Working With Metadata

Units handle two types of data when the pipeline is running: images and their corresponding metadata. Some of the metadata is read-only, some is modifiable, and some metadata can be deleted or added.

Depending on the unit type, metadata interaction occurs in different ways. For example, in model inference items in the input section, which is responsible for model input data, it is specified which objects will be processed by filtering on the metadata fields element_name and label:

input:
  object: person_detector.person

In this example, we indicated to the unit that of all the objects that exist on the frame, we want to select those objects that have element_name==person_detector and label==person in their metadata.
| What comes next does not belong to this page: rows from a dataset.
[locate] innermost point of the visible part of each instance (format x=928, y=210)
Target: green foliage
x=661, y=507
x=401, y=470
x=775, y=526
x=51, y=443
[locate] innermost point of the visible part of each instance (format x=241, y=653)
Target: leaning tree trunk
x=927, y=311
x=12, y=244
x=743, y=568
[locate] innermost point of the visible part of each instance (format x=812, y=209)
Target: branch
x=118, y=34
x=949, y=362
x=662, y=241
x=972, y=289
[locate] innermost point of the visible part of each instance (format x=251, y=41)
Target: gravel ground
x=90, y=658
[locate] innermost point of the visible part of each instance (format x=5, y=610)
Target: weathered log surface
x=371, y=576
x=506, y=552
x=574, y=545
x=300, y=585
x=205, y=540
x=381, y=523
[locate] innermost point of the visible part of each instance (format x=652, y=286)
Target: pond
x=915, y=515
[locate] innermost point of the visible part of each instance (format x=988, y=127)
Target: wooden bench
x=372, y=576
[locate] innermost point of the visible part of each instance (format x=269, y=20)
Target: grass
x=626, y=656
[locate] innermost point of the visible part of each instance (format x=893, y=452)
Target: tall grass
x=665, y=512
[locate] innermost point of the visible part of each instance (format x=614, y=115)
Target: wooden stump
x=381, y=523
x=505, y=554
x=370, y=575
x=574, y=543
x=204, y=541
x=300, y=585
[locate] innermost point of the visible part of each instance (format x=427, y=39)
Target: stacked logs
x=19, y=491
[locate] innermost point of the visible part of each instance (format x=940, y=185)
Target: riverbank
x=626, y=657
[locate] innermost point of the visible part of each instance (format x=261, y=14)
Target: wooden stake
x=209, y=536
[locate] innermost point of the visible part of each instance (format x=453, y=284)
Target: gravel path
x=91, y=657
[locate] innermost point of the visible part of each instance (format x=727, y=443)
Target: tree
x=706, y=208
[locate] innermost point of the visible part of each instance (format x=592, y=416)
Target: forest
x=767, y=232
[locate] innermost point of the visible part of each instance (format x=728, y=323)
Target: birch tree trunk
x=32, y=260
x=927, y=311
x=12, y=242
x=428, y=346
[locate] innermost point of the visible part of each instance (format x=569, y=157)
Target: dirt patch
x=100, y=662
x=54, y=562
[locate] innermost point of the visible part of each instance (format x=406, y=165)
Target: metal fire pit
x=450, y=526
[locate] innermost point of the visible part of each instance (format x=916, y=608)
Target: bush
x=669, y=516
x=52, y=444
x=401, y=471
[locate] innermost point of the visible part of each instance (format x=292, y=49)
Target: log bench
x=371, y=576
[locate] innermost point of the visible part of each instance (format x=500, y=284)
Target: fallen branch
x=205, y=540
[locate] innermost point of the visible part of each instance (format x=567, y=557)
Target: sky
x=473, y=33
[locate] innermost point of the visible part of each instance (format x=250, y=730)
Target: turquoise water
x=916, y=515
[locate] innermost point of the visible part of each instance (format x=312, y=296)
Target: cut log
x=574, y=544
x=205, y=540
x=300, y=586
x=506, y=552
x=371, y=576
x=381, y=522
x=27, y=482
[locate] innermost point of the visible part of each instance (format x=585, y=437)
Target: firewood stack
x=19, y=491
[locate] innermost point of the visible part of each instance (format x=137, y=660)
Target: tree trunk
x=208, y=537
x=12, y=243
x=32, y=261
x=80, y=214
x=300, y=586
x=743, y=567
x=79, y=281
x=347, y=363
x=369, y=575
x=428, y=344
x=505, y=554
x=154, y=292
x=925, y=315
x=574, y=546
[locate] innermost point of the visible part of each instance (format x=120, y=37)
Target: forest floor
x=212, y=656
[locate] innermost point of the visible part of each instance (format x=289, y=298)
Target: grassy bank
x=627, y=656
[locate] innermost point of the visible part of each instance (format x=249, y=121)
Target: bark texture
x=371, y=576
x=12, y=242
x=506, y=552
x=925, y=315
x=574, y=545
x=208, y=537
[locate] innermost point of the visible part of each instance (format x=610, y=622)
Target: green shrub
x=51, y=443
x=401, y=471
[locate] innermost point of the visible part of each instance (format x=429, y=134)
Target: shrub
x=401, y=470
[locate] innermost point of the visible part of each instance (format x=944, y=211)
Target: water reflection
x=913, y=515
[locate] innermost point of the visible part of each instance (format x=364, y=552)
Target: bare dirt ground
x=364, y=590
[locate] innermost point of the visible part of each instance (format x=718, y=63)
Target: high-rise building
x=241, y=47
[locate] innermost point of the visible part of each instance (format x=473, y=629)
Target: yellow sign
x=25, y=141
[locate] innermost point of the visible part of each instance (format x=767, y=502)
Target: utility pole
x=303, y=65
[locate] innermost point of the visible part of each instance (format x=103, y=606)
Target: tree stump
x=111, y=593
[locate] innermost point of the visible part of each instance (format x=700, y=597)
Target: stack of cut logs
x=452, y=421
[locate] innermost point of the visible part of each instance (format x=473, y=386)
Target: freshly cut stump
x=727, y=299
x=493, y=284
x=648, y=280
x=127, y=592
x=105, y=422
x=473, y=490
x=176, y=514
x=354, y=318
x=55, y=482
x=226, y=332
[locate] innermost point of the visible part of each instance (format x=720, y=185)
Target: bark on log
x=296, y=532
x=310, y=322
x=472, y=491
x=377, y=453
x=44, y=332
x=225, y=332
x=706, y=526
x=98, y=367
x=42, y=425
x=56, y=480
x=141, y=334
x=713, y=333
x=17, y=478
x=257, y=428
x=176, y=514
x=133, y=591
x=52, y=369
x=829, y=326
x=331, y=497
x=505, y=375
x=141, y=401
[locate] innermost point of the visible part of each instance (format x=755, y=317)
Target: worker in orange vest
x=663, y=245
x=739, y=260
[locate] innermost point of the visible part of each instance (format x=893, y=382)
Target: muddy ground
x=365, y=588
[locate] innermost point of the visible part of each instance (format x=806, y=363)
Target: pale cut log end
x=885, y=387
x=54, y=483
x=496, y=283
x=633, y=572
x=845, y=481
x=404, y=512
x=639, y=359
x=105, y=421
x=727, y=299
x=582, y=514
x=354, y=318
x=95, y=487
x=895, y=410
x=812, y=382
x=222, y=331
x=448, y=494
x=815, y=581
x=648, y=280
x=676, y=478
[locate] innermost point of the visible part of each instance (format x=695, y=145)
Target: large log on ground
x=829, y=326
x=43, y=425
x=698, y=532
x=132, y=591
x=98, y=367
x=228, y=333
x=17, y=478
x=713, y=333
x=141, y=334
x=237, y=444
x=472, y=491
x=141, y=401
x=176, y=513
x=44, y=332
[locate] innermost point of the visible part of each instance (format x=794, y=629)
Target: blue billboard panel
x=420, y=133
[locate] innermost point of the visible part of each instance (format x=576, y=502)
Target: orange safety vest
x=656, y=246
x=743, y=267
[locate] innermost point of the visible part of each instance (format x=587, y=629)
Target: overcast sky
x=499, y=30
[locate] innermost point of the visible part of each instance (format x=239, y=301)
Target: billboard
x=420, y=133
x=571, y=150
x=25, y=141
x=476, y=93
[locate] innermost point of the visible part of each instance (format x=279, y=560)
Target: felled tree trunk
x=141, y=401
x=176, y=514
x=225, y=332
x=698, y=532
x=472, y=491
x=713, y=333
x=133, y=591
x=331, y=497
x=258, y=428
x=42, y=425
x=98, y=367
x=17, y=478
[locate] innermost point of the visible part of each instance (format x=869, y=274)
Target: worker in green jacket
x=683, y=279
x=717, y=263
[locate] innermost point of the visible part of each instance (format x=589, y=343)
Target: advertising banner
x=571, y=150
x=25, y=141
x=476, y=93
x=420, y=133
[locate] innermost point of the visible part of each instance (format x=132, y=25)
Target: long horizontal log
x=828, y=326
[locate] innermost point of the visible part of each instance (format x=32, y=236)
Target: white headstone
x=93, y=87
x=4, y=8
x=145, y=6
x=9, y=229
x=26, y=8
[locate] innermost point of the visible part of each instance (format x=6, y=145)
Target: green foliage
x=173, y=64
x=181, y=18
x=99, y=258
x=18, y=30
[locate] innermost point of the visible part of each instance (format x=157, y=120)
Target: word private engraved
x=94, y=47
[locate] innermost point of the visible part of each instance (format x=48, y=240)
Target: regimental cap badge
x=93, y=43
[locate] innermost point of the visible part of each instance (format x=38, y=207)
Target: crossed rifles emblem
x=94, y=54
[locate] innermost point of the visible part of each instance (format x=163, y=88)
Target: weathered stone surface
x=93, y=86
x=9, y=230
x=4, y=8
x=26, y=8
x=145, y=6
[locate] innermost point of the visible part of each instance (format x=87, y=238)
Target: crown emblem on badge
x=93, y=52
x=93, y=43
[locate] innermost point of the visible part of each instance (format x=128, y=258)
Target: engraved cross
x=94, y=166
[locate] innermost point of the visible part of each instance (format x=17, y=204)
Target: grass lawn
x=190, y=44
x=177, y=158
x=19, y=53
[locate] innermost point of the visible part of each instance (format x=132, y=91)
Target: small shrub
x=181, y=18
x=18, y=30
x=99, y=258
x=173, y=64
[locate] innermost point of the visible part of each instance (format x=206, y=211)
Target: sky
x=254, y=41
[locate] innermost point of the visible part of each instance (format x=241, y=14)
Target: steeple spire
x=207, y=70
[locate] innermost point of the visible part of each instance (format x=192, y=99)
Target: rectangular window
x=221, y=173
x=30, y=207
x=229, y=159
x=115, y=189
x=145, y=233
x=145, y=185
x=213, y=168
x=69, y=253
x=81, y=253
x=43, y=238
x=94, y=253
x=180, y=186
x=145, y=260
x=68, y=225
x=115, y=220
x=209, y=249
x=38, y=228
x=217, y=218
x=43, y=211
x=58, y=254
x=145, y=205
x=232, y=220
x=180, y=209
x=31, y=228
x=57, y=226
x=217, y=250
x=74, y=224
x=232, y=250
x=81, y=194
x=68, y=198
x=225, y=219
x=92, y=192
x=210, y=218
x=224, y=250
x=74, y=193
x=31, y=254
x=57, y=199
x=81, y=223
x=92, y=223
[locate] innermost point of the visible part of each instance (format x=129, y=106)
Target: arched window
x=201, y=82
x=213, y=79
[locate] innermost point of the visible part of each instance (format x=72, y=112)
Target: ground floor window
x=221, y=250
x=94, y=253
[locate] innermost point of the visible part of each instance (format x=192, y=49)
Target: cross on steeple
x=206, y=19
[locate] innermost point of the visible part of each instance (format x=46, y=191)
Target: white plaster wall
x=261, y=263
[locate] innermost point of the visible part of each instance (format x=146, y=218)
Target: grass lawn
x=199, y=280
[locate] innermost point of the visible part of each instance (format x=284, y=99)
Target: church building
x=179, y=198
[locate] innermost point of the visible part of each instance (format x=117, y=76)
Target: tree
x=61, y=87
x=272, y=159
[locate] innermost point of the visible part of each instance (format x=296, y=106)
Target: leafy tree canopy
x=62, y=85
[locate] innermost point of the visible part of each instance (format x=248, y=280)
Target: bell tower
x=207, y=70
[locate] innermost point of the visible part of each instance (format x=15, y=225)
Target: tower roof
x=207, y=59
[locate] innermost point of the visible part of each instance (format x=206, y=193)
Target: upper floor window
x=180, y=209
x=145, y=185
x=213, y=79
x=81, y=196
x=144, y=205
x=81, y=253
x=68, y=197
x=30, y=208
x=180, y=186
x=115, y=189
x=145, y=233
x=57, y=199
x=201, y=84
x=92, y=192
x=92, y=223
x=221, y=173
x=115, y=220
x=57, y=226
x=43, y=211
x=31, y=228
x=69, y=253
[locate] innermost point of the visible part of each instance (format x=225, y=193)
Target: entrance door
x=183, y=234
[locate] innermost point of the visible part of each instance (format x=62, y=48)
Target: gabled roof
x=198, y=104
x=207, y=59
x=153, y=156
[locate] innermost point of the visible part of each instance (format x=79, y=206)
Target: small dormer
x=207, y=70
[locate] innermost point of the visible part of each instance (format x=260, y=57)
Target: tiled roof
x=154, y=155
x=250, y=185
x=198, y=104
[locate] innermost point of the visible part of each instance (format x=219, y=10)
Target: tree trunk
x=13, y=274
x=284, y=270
Similarly, the output section specifies how the metadata will be written to the model results, such as attribute names, and can filter based on these values to exclude some of the metadata from the results.

You can obtain full access to all metadata in the Python Function unit. In this element, by implementing the processing you need, you can read the metadata for the frame, and object metadata, change metadata if it is writable, and delete or add new metadata.

For example, you may want to remove all objects that belong to red-colored cars without an identified car plate or make the areas with license plates blurred.

Let’s first understand what metadata categories exist and then describe the API for interacting with them. Different metadata have different access restrictions: some metadata can only be read, others can be further modified by writing new values, and some can only be extended, i.e. you cannot delete or change values, but you can extend, and there are also metadata that you can delete.

There are three types of metadata:

metadata for the entire frame;
metadata for objects on the frame;
metadata for object attributes.

Entire Frame Metadata

Let us first look at what metadata is defined for the frame. The access restrictions for metadata are shown in parentheses:

The source_id [read] attribute is a unique identifier of the video stream source. With this identifier, you can understand which source frame the metadata you receive belongs to. Most often, this identifier is used to be able to store some state, which must be unique for each video stream. In the TrafficMeter example, this property was used to separate the counting of people for different video streams (link).
The frame_num [read] attribute is a frame number for a particular source.
The roi [read, write] attribute stores meta-information about the region of the image that serves as the default input area for the detection units, if no object is specified for the area where detection will be done.
The objects_number [read] represents the total number of objects on the frame.
The tags [read, extend] attribute represents additional tags with information about the frame. The information is represented as an extensible dictionary. These tags can store a variety of information. For example, if you use standard video file-sending adapters, then the relative path of the video file will be available in tags by the key ‘location’. Or if you write a method defining lightness level on the frame, you can, for example, enter three gradations: light, regular, and dark, and add this information as tags with the key illumination. Then use this information somehow in the pipeline.
The pts [read] attribute stores the presentation timestamp. This is the information from the source video stream timestamp.
The duration [read] represents the duration of the frame. It may not be present, then returns None.
The framerate [read] attribute stores number of frames per second in the source video stream. This meta-information is represented as strings. For example: 20/1.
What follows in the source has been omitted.